Take it from me, writing 5000 words on a subject that you are passionate about is nothing, another idea would be genetics and selective breeding in horses, possibly for colour.

You could open with an overview of genetics, talking about dominance, recessive, the main colours and the effects of breeding.

You could then focus on the selective breeding and impacts of genetics on colour in specific 'types' of horses and the impact that this has.


or, the effect of breeding for racing on the physiology of a TB.

or an investigation into different types of training methods.

The arguments: barefoot v's shod. (would make for a great debate, investigation and presentation)

dozzie, also has a good idea.

What ever you chose, 'overview, investigate, debate, conclude, use examples to back up any arguments.  Again remember that in no time at all you will have written 5000, so be consice, and remember your audience may not be horsey and factor this into your language and presentation.

Good luck


----------



## Natch (31 March 2011)

vikkiandmonica said:



			Hey all, I was just wondering if anyone could suggest a topic to do my EPQ on? I have to write a 5000 word essay and do a presentation on a subject, and am thinking of doing a horse based one. I want to do a horsey illness ideally. 

Some ideas so far:

~ To what extent is obesity the main cause of laminitis

~ To what extent does laminitis in young horses lead to Cushing's in later life


That's all I have so far. 

Thanks for any advice 

Click to expand...

Scuse me miss, whats an EPQ?

What about:
Wastage in the thoroughbred industry (or dressage, showjumping...)

Fell pony disease (new research just out on that)

Advances in our understanding of foot function and how this applies into practice

The prevelance of stereotypies on a certain type of yard

The role of fertilisers/intensively managed pasture in equine laminitis

How much of a problem do Strangles carriers represent to the horse population of the UK?

EIA, investigations into the reported cases in the UK and abroad, and recommendations on how to protect the UK herd

Advances in Sweet itch prevention and management

Correlation between frequency of dental examinations with body condition score

I'm sure I could think of others...


----------



## vikkiandmonica (31 March 2011)

Thanks for all the advice! You've given me much to consider! (which is hard as I really need to decide over the weekend  )

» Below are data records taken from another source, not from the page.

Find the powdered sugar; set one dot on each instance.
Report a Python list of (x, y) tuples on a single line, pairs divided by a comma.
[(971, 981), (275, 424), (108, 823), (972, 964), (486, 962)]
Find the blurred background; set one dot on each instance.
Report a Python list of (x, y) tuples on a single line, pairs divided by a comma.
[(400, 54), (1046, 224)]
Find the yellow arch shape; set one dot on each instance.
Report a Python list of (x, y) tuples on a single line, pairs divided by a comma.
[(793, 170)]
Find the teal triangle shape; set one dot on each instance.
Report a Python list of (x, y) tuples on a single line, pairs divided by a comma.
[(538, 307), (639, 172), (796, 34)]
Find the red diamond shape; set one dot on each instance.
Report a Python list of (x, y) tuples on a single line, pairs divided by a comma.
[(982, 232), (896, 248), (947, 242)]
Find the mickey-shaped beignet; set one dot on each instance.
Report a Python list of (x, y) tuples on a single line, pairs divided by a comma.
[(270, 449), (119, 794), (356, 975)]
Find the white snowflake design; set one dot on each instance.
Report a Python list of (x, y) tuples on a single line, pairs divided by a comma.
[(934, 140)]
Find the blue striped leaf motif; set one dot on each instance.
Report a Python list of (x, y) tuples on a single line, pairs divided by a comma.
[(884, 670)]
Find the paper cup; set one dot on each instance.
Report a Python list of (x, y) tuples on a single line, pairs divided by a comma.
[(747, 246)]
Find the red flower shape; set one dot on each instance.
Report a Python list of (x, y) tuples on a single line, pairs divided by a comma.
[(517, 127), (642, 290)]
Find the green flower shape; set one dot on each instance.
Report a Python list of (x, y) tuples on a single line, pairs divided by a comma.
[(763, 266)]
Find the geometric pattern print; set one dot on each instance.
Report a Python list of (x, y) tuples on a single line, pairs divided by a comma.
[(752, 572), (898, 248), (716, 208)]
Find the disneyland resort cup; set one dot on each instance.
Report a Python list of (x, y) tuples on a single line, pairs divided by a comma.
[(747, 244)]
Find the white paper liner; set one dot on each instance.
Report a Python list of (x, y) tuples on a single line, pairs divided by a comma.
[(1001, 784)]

Naturally, an EPQ stands for Extra Project Qualification, you get a grade in it for A* to E or whatever, and has the same number of UCAS points as half an A level, and a lot of universities are now looking for it


----------



## Natch (31 March 2011)

Aaaaahhh gotcha! Sounds interesting, I would have loved to have done a horsey subject as part of my A and A/S levels! Echo the other poster who said consider your audience, maybe choose something which a) isn't going to have very gross pictures, and b) is easily understood and followed with minimal knowledge about horses.

If you did something about biomechanics, you could capture the interest of your assessor if they are even vaguely biology or engineering minded.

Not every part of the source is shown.